The current study adds further knowledge to the currently available evidence regarding clinical outcomes among maternal who are infected with COVID-19 and the infection risk among their neonates and mostly the current findings are almost consistent with previous research reports. To the best of the authors’ knowledge, this is the first-ever exploratory multicenter study conducted in Saudi Arabia that focused on assessing the clinical outcomes of COVID-19 disease among pregnant women and the possible vertical transmission to their neonates.

This study, however, is subject to some potential limitations. First, the lack of full medical records exhibited by the presence of some missing values limits our attempts to investigate some potential maternal and neonatal complications. Second, this is a descriptive study and thus we were not able to draw some inferences in terms of testing and comparing two groups. For example, testing whether there are significant differences in clinical outcomes among pregnant and non-pregnant with confirmed COVID-19 infection. The generalizability of this study should be interpreted with caution since the medical records had a loss of follow-up over the study period and the prevalence of disease may differ greatly according to the geographic regions especially in those with low disease prevalence due to heterogeneity in health conditions across regions and therefore the results may not be generable to all regions or medical centers. Therefore, further studies are needed to provide in-depth state of art of COVID-19 outcomes among maternal and neonates at the national level.

Conclusion

This is a multicenter study carried out in three different hospitals located in Riyadh, Saudi Arabia. This study revealed that the majority of pregnant women had mild or moderate disease symptoms. Nevertheless, this study did not find any evidence of possible vertical transmission of COVID-19 infection from mothers to their babies.
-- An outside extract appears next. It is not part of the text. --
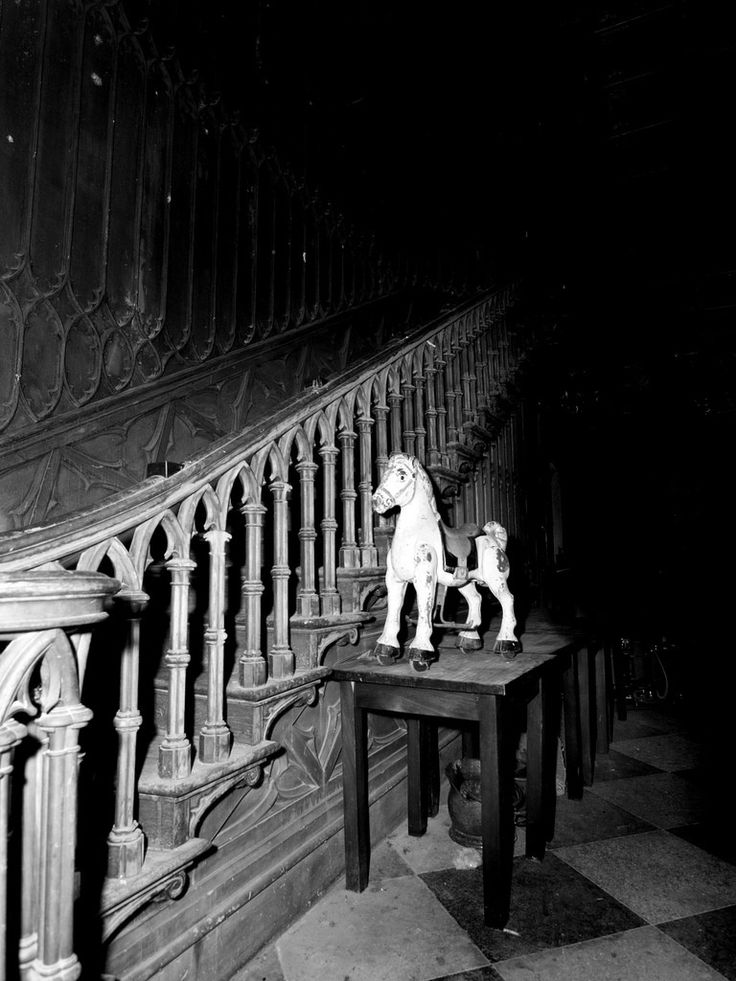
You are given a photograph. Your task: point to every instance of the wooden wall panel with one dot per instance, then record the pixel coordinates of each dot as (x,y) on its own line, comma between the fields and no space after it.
(144,233)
The findings of this study shed light on some important interventions and implications concerning improving the health systems and may insist on some policy interventions for disease prevention control strategies during this current pandemic.
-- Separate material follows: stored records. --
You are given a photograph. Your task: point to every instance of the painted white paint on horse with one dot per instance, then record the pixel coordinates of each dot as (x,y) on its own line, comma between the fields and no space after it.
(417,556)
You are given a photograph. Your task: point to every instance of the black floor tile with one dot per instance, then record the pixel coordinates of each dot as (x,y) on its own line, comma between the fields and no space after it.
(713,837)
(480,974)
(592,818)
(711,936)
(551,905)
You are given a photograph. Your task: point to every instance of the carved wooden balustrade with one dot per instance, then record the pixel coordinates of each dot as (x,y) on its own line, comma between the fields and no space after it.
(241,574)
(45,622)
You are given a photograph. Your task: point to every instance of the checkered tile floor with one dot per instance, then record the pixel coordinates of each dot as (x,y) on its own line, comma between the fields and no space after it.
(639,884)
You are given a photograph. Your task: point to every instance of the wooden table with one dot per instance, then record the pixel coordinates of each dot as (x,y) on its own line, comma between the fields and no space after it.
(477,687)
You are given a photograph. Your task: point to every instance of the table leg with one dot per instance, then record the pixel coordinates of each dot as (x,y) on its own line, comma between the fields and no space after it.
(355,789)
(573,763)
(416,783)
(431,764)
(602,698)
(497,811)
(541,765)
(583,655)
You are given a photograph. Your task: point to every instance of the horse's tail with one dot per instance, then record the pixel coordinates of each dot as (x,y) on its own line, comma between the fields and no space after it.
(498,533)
Finally, this study may provide a baseline for further studies focusing on investigating long-term maternal and neonate's outcomes and possible vertical transmission of COVID-19 from mothers to their newborn babies.

Funding

This research did not receive any specific grant from funding agencies in the public, commercial, or not-for-profit sectors.

Competing interests

The authors have no conflicts of interest to declare

Ethical approval

This study was a retrospective study. Ethical approval was obtained from the Ethics Review Board of King Fahad Medical City, Riyadh, Saudi Arabia. The confidentiality of the data was maintained during the study.

Acknowledgments

The authors would like to thanks the Research Centre, King Fahad Medical City, Riyadh, Saudi Arabia, for providing support in preparing this manuscript.